Some of us experience a certain awe before this mystery. There is an "Other" that is totally unlike me upon whom we all depend. It is large, infinitely so, it is unknown, mysterious, necessary, and eternal. I am naturally inclined to seek relationship with this mystery, just as I naturally seek relationship with other human beings and other things in my environment. In fact, the drive for science may very well be a fundamentally religious quest.

To continue this from a slightly different angle, I know from within that I have a desire for completion; thus, I experience my incompleteness and finitude. I desire happiness, or fulfillment. Specifically, I desire a happiness that endures, that does not come to an end, one that is complete, and one that is independent or sufficient unto itself, that is, a happiness that is not precarious, dependent upon unforeseeable and contingent factors. But there is nothing in my direct experience that answers to this desire. Moreover, I cannot desire what I do not know. It follows that at some level at least, I know that there is an "Other" that answers to this desire - otherwise I would not desire it - for I cannot desire what I do not know. In other words, there is a "self-sufficient" (independent), an eternal, and there is a completeness that completes me, which is why I look outside of myself for completeness. Now, when I say I look outside of myself, I do not mean spatially outside. I look to something "other than" myself, but that "Other" is not me but is within me in some way, because I know it at some level, and knowledge is "in me". It is within me and at the same time other than me.

This, I believe, is the religious sense. It can be dulled and I believe it is severely dulled in some people, and it is character that dulls it, that is, bad character. Selfishness dulls this sense; sensuality dulls it, for the Necessary being is not sensible, and happiness is not sensual; for it is contingencies, that is, things or events contingent and limited that give pleasure, but pleasure is as limited and finite as the things that cause it. A preoccupation or excessive love of the sensual causes a person to lose sight of the Necessary being. In other words, disordered love of self dulls the religious sense.

When a child does something that is good in and of itself - not merely delectably good, or good for his own private self, but good as such, for example, when he gives his last candy to a stranger because in his mind it is good to do so, the implication is he recognizes the good as such, in contradistinction to his own private good; and he loves the good as such, that is, he loves this larger good over his own limited and private good. By willing that good over his own private good, he disposes himself to see the good as such more clearly; in other words, the distinction between his own private and limited good and the good as such is more pronounced in his own mind, and thus he comes to a deeper awareness of it - a deeper religious sense.
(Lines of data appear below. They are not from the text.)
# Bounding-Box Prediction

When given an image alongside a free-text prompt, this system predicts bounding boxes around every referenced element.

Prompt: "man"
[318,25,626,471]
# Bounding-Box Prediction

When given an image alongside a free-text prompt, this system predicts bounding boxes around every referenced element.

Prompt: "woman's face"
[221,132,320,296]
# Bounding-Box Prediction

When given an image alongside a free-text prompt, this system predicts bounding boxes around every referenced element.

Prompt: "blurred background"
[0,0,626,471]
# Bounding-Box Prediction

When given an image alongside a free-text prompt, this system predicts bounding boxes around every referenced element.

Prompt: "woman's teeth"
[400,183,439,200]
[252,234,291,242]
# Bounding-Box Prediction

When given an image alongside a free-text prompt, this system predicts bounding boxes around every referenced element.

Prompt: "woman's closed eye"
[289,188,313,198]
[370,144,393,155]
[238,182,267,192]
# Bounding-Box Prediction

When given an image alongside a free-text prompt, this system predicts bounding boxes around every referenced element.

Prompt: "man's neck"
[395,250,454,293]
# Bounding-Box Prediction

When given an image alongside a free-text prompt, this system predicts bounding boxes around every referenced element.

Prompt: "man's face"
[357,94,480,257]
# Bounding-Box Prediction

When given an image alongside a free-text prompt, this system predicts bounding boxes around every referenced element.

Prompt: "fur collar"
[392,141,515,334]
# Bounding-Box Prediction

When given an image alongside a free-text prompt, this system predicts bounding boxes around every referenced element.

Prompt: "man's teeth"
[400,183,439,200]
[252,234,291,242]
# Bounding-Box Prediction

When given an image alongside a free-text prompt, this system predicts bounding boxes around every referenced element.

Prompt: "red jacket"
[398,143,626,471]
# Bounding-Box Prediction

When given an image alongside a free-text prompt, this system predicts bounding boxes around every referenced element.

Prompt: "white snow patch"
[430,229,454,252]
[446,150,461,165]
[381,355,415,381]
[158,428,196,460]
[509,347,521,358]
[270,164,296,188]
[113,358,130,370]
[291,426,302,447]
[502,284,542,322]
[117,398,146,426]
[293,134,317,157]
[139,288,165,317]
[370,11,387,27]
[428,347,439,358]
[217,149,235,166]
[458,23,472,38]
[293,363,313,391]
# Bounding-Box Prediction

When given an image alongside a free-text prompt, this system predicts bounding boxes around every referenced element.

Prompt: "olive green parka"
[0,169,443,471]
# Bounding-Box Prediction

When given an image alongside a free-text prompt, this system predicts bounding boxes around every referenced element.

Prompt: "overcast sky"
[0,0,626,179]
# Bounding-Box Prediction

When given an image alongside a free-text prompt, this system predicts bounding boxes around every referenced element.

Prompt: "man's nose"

The one who loves his own delectable good over the good as such in-disposes himself to the awareness of that transcendent good. His own private good becomes the principal good in his own life. Gradually he dulls his natural religious sense, and gradually, certain alternatives become more or less appealing to him than other alternatives. Thus, his interests change, and along with that change of interest come different problems and different questions to solve those problems.